I'm just venting....getting a lot of pressure from the wife, its hard to explain when I convinced her we would be spending about the same amount. Maybe I'm doing something wrong?


----------



## Liz (Sep 27, 2010)

Have you looked at Creston Valley Meats

Here are just a few items from their website.

Emu / Ostrich Heads .60 CENTS A POUND
Emu and ostrich heads whole. This is a limited supply so I may not always have them. Please put the number of boxes you want in the order box.

OSTRICH OR EMU LUNG & TRACHEA .75 PER POUND
Whole ostrich or emu lungs with the trachea attached. Sold only by the box. each box is about 10 pounds. Please put the number of boxes you want in...

Ostrich/Emu Frames
Ostrich Frames - back frame of ostrich , $.75 lb. Order by the box.

PIG EARS .50 cents per pound
Pig ears. Sold by the box only. Each box is from 3 pounds to 10 pounds. Very limited supply. Please put the number of boxes you want in the order box.
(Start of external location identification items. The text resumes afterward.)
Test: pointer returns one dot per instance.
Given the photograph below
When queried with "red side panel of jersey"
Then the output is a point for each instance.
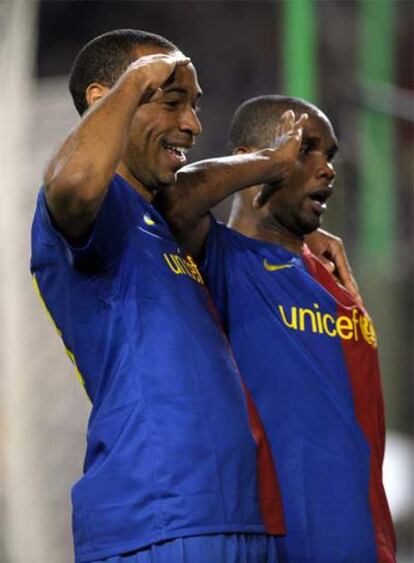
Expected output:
(270, 497)
(361, 357)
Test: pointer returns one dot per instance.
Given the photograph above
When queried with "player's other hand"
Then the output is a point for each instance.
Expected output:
(284, 152)
(331, 252)
(154, 72)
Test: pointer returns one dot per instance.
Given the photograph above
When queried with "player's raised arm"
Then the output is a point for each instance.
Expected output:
(78, 175)
(202, 185)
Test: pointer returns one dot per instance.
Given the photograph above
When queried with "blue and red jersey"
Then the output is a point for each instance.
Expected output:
(170, 451)
(308, 355)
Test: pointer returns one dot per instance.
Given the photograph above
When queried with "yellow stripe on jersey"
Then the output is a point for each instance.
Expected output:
(69, 352)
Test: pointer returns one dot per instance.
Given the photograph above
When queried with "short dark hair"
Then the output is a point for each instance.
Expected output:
(106, 57)
(253, 124)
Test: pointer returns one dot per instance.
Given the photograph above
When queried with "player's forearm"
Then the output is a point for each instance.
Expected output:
(203, 184)
(78, 175)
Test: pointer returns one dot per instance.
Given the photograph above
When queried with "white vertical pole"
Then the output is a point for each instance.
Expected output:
(23, 532)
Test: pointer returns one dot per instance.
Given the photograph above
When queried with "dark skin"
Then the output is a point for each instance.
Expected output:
(141, 129)
(289, 210)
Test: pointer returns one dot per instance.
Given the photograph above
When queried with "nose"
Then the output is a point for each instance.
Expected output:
(189, 122)
(326, 171)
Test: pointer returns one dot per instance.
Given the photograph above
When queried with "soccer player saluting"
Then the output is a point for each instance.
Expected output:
(172, 465)
(313, 371)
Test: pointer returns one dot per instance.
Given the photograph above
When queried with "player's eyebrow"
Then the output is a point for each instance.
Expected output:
(181, 91)
(333, 149)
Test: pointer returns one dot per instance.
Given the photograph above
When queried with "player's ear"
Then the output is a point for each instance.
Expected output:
(243, 150)
(95, 92)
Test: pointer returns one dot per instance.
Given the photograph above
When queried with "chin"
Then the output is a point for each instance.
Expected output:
(309, 226)
(167, 178)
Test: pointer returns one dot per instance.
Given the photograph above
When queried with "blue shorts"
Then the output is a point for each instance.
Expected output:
(217, 548)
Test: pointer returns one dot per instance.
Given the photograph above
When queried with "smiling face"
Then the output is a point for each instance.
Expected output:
(163, 131)
(298, 207)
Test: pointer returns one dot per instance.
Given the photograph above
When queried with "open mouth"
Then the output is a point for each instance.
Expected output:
(177, 153)
(319, 198)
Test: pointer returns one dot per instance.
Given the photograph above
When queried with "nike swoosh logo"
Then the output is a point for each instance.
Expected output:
(275, 267)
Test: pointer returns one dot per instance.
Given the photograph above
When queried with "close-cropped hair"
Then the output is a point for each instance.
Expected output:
(254, 122)
(106, 57)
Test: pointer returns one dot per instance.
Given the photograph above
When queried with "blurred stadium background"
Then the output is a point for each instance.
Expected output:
(353, 58)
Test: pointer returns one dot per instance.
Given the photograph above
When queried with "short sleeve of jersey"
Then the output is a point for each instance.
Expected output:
(108, 236)
(214, 265)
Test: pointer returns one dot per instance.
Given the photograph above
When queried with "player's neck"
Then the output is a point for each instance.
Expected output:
(248, 224)
(123, 171)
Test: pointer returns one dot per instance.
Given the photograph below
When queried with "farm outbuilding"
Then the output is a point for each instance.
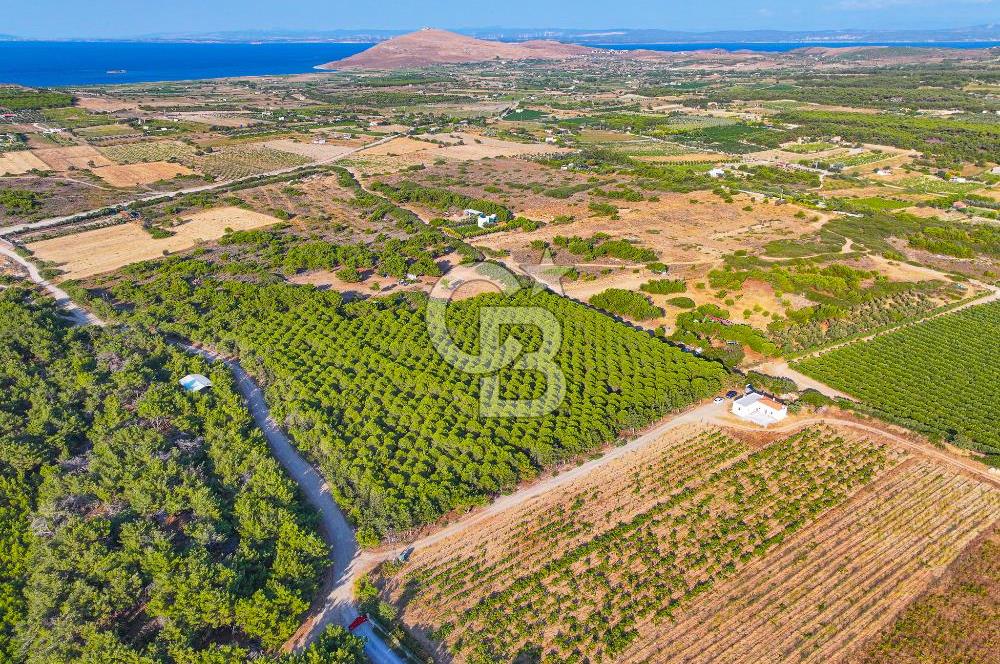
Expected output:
(760, 409)
(195, 383)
Pig Feet .35 cents a pound
Pig Feet packed in 15-25 pound boxes. These are sold by the box. Please put the number of boxes you want in the order box.
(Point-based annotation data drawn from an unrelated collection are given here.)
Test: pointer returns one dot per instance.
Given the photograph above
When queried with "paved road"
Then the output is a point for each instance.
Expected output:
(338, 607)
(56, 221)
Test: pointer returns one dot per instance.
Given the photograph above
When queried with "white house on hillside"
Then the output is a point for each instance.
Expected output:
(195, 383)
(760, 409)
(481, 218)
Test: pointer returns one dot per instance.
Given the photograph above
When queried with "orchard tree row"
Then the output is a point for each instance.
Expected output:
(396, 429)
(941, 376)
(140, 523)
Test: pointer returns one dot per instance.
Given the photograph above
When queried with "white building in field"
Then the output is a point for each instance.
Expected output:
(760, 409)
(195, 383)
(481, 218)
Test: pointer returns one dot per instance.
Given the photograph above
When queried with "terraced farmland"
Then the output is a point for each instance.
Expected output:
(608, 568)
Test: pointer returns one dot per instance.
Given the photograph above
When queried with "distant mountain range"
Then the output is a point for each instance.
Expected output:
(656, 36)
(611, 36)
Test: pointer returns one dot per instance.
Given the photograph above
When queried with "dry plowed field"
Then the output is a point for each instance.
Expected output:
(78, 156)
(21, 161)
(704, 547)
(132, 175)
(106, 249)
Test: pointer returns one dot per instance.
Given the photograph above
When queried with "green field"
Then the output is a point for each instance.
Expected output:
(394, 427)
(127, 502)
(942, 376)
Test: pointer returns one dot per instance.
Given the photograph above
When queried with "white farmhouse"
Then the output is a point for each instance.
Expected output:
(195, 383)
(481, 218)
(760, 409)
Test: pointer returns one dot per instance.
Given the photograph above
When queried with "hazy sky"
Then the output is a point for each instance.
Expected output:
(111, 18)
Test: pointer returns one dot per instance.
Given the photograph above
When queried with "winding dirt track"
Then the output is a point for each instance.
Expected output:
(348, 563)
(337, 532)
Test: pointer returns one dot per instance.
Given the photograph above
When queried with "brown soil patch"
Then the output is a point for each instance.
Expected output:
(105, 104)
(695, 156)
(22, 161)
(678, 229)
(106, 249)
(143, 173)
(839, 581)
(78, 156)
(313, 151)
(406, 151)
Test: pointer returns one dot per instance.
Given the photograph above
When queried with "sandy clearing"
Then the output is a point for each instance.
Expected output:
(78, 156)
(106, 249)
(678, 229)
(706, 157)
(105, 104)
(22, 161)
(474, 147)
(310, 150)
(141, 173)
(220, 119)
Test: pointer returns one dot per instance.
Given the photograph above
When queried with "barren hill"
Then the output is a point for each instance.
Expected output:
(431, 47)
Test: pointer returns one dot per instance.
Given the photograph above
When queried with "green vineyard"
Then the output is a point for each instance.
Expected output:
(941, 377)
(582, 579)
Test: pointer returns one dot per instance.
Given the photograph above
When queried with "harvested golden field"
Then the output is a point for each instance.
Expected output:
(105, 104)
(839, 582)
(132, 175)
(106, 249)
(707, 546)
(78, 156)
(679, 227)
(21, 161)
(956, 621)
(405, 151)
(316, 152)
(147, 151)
PIG HEADS .50 CENTS PER POUND
Pig heads. These are all meat, no meat taken off. They have the ears and all. a meal for days. We shoot the pigs so we can't use them for sausage....

They have different things every month and deliver up and down the I5 corridor. My mom orders from them for her sheltie and then buys chicken and pork at regular stores.


----------



## BeagleCountry (Jan 20, 2012)

Buying in bulk is usually the cheapest. A google search for "wholesale meat san francisco" shows several companies in San Francisco as well as some near Oakland. Request a price list from each company. Look at the weekly online sales ads for grocery stores and walmart. Visit markets in the less affluent minority neighborhoods where off cuts and organs are frequently sold. Decide on a basic menu of chicken, turkey, beef, and pork to determine the overall cost. Chicken quarters or whole chicken and beef/pork hearts are usually cost effective. Then, shop for a freezer on Craigs List, local newspaper or Lowes which often has holiday sales.


----------



## Pit4Life (Jun 2, 2012)

Just checked out creston and I see a lot of stuff under $1/lb which looks great. I do need to find a freezer asap to take advantage of it. 

I have called a few meat only places and have found majority is $1/lb. I'm not giving up, I thank you all a lot gor keeping the spirit up!


----------



## Pit4Life (Jun 2, 2012)

Question. Does it matter what part of the pig we use? Because I see pig heads for very very cheap! And they usually have a lot of meat so I could use all that meat and buy bones that are also really cheap. Or pig feet. Just wondering if some parts are not as nutrient as others?


----------



## Liz (Sep 27, 2010)

They will eat a lot of bone off the head. Yes if I could get these at this price i definitley would feed them. My mom has purchased one for her sheltie and he ate off it for over a week, yes it went back in the fridge every day. He loved it and ate quite a bit of the bone. The lung is also great.Especially for the price.


----------